You certainly know forward declarations from functions. The following code does not compile:

void printSum( int a, int b )
{
    printf("%d\n", sumOf(a, b));
}


int sumOf( int a, int b )
{
    return a + b;
}

The moment you are calling sumOf(), the compiler has no idea what parameters that function expects and what result it returns. To fix that, you add a forward declaration before printSum():

int sumOf( int a, int b );

Now the code compiles. This is again a declaration, but more specific, it is a forward declaration. And the same thing can be done with a variable. The following won't compile in a function but it compiles fine in global scope:

int GlobalValue;

int GlobalValue = 10;

As by re-declaring a global variable a second time, the first declaration becomes a forward declaration and the variable is now also not initialized to zero anymore but directly to 10, no matter where in the code the final declaration is:

int a;

int main( )
{
    printf("%d\n", a);
    return 0;
}

int a = 10;

Code above prints 10.

However, that re-declaration only works within a single compilation unit.

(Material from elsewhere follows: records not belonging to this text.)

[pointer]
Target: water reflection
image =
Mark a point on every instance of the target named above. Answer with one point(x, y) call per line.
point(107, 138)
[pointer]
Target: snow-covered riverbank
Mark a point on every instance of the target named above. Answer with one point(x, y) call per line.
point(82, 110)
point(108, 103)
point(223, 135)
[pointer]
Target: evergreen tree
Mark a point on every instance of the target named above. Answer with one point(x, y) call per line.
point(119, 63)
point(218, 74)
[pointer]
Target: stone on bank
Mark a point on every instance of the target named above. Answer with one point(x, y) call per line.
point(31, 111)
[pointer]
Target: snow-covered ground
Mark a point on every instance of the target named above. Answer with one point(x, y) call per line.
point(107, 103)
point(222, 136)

Assume you have two C files. We call the first one FileA.c and it has the following content

// FileA.c
int GlobalValue = 10;

And to make sure other code can use that variable, we also create a header file, name FileA.h with the following content

// FileA.h
int GlobalValue;

Last but not least, we have a second file, named FileB.c and it has the content

// FileB.c
#include "FileA.h"

#include <stdio.h>

int main( ) 
{
   printf("%d\n", GlobalValue);
   return 0;
}

What will happen when we try to build and run that without using common blocks? Hmm... let's find out:

# clang -fno-common -o test FileA.c FileB.c
duplicate symbol '_GlobalValue' in:
    /private/var/folders/xxx/vg4fw0d57pgf9n3qwzwqts0c0000gn/T/FileB-ef1566.o
    /private/var/folders/xxx/vg4fw0d57pgf9n3qwzwqts0c0000gn/T/FileA-46f5ae.o
ld: 1 duplicate symbols
clang: error: linker command failed with exit code 1 (use -v to see invocation)

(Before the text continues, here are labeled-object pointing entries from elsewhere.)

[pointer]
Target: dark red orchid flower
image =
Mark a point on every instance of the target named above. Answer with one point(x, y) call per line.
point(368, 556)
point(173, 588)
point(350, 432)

Oopsie. How could that fail? Well, what does FileB.c look like after including FileA.h? It looks like this

// FileB.c
// FileA.h
int GlobalValue;

#include <stdio.h>

int main( ) 
{
   printf("%d\n", GlobalValue);
   return 0;
}

How would the compiler know, that int GlobalValue; is a forward declaration to a variable in FileA.c? There is only this one declaration of it, so it becomes a combined declaration and definition, just as if I had written

int GlobalValue = 0;

But now FileB.c defines a global variable named GlobalValue and so does FileA.c. Everywhere FileA.h is included, a new variable is declared and defined. So how do I tell the compiler, that a variable named GlobalValue of type int is already defined somewhere else and only needs to be resolved when everything is liked together?

That's what the magical C keyword extern is for!
(in case you ever wondered what this good for)

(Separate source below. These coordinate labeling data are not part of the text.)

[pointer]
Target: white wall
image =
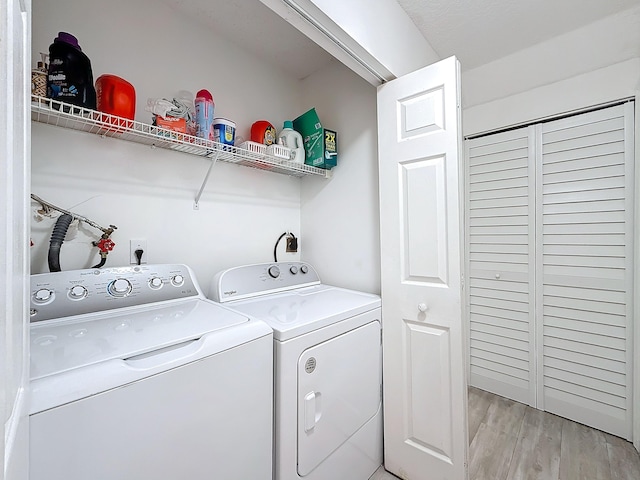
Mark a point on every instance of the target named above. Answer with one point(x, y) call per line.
point(594, 64)
point(150, 193)
point(340, 219)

So let's fix it. Let's change the header file to

// FileA.h
extern int GlobalValue;

And here we go

# clang -fno-common -o test FileA.c FileB.c && ./test
10

In the past, compilers would usually place global variables in the common block instead, so let's remove extern again from the header file and instead build with the following command

# clang -fcommon -o test FileA.c FileB.c && ./test 
10

and it works as well.

The advantage is that now you don't have to use extern all over your header files for global variables. And a lot of old C headers didn't use extern when they should have and that's why this behavior is still supported and that's why disabling common blocks can break existing code bases.

The disadvantage of using common blocks is, that when I accidentally name my global variable the same as an already existing one in any other code file, these two are in fact seen as a the same variable by the compiler, which may not have been my intention but the compiler will not warn me about that. When I change the value of my variable, I might accidentally change the value also for other code I was not even aware of having such a variable.

And as the GCC documentation writes:

This behavior is inconsistent with C++, and on many targets implies a speed and code size penalty on global variable references. It is mainly useful to enable legacy code to link without errors.

So when you mix in C++, you may run into issues and on top of that, placing variables in common blocks leads to bigger and slower code on some systems. So you actually don't really want that behavior anymore and if you write new code, you should always disable it and only use it when building old legacy code.

And what about functions?

In case you wonder, why you don't have to do the same thing for functions: The compiler can clearly recognize a forward function declaration (if it has no body, it's a forward declaration) and function forward declarations are extern by default, that's why it isn't wrong to use extern for them in header files but it also isn't necessary and will change nothing.

Note

Please note that up to Clang 16, -fcommon was the default, so if you didn't want that, you had to explicitly use -fno-common.

Starting with Clang 17, -fno-common is the new default and you must specify -fcommon if you require the old behavior.

The latest Xcode version (Xcode 15.2) still uses Clang 15. Apple is always a bit behind here, as they have their own fork for Clang and merging the latest Clang code base into their fork and fixing resulting conflicts probably takes a while.